The rejection reinforced my plan to leave. No family. No friends. And no mates to worry about. I’d turned out exactly like my mother—a shiftless omega.

One

ARES

EIGHTEEN MONTHS LATER

“Mama.Ma. Ma. Come on, sweetheart, say it. Mama.” Evie coos and giggles at the silly faces I’m making as I balance her against my thighs while sitting propped on my bed. Her little fists shove in her mouth, drooling, and gnawing on them as if they held the best treat. Her silver-moon hair matches mine exactly, and even though my soul aches when I gaze upon her, I’m thankful she has her father’s ice-blue eyes instead of my unusual hue.

The emptiness that consumed my soul when Hendrix left me naked and alone after our mat—after we had sex—almost killed me. Quite literally. There’s a reason mates rarely reject each other. Besides being a piece of your essence, rejection can malnourish a wolf until there’s nothing left but death.

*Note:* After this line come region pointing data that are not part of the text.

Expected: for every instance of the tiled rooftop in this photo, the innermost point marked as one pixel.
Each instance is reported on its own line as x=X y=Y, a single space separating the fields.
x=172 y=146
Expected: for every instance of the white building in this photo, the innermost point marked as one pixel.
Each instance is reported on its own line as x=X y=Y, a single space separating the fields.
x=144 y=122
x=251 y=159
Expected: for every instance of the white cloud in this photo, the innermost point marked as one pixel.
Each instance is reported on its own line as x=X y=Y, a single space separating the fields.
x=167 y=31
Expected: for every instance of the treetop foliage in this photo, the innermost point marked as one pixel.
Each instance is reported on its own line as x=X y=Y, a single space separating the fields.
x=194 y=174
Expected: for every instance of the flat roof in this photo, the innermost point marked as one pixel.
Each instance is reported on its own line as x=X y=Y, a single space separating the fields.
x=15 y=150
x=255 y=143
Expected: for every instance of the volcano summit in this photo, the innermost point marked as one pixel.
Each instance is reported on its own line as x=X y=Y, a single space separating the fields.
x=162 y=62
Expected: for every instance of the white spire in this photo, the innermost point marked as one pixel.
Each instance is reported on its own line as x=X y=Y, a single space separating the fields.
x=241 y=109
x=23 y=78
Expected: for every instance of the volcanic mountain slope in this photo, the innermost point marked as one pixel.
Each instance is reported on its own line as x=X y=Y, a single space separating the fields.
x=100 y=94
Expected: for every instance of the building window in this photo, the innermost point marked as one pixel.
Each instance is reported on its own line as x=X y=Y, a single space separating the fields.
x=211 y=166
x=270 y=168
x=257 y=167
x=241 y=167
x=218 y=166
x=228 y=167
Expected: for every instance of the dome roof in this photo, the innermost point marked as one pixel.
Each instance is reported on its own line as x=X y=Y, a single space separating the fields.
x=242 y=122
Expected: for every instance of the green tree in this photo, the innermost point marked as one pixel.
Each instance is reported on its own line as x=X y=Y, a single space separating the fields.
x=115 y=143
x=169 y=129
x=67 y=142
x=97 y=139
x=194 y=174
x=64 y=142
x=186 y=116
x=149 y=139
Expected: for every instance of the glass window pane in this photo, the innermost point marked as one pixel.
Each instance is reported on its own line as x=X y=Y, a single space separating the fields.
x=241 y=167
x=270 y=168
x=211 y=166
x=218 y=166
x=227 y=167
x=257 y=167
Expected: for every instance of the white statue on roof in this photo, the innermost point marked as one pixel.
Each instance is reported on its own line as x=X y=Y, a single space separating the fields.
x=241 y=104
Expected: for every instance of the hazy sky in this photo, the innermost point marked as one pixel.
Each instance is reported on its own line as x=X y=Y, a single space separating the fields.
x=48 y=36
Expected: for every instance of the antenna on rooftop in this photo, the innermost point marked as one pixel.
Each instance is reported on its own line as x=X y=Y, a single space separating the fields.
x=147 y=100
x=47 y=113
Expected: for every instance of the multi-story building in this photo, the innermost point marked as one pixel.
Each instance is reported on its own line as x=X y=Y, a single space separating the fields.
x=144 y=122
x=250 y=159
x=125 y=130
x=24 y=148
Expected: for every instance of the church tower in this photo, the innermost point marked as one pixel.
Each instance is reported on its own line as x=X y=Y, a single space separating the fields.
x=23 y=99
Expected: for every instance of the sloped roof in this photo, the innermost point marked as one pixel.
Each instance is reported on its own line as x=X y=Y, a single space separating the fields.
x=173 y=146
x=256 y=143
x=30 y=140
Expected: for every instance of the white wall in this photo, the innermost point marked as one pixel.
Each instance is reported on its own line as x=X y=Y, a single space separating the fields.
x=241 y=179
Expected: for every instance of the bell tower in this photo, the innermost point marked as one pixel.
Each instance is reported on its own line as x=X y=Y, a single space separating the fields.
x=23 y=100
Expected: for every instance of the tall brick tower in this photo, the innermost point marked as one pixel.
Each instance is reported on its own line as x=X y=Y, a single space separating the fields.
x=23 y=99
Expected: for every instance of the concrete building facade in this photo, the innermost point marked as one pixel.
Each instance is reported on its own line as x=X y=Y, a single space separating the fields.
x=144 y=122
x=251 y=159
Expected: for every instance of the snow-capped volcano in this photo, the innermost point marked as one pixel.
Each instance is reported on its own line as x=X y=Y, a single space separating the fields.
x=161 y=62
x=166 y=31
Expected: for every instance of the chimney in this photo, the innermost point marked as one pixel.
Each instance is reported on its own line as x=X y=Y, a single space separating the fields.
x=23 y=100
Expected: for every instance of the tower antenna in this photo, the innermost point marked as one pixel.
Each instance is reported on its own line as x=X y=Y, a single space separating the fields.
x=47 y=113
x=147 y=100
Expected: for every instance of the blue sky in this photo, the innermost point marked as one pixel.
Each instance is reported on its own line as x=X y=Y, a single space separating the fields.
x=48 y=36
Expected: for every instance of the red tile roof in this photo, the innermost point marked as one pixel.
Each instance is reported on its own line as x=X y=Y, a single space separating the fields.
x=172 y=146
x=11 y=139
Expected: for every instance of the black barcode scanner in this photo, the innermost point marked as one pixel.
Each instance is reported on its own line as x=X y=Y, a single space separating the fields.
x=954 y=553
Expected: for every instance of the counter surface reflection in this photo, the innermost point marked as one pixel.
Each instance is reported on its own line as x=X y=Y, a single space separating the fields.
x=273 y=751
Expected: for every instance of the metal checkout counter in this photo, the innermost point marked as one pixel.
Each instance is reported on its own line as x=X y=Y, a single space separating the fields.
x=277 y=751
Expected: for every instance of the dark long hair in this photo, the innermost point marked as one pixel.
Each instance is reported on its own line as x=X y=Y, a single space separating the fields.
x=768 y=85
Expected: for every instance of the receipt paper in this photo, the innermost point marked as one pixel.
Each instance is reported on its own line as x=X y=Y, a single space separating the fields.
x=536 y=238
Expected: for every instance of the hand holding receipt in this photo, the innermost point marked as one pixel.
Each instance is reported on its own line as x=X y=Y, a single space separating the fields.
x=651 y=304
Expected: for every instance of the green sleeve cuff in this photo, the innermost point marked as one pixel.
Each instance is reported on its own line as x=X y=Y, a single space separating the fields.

Luckily, this little princess made her presence known early with the roughest morning sickness, compounding my malnourishment for months. The doctor suggested lots of rest, which was almost impossible since I had to figure out how to make a living without the support of the pack.

The waitressing job I landed was a lifesaver, providing enough money to rent a single room from an elderly woman until I discovered my true calling: writing.

By chance, I wrote down my experience, leaving nothing out. The truth in all its glory: the pack, shifters, my mates, how they rejected me, the birth of my baby. Everything. I told it all. The human world has always heard legends about the supernatural world. We’d be idiots to think we could keep it from them completely, but in recent years, their outlook has skewed in our favor, paving the way for the unacceptable to become acceptable. Why not take advantage of it?

My pain turned into a budding, lucrative career as a paranormal romance author, and within months, my money troubles disappeared. The debut book that launched my new profession was born of my pain and heartache. Of course, a rework was necessary for that ever-sought-after HEA, but my fantasies helped fill the void. I had many throughout our youth and admit to many more since their rejection.

Book after book, fantasy after fantasy, built around how they’d realize their error and come for me. That when Hendrix rejected me, the others—his brothers—would still come. Surely, they’d realize they were my mates, knowing they’d form a pack one day. But nothing. No one ever came. No one called. Nothing. Which could only mean they agreed with him. I’m shiftless. An unworthy mate.

Being shiftless in a pack is seen as a weakness. A burden and drain on resources. One that I’m grateful for having left when I did. Especially now that Evie’s here. Her childhood would have replicated mine, something I’d never allow another child to experience.

However, among humans, these things are trivial because they don’t exist in their eyes. There’s no such thing as a shiftless she-wolf who was rejected by her mates. Those things onlylive within their imaginations, which is why my books do so well. I bring their fantasies to life, because even though we’re completely different genetically, we all want the same loving relationships.

Evie and I dubbed this morning "lazy Tuesday." We lounged around the house, watching her cutesy cartoons, and eating our fill of fruit and pancakes. She’s always on the go, just learning how to walk from one place to another. If she could avoid plopping to her butt after the first step, she’d be off. I can tell she’s doing it on purpose, scared to venture further, no matter how much coaxing there is on my side.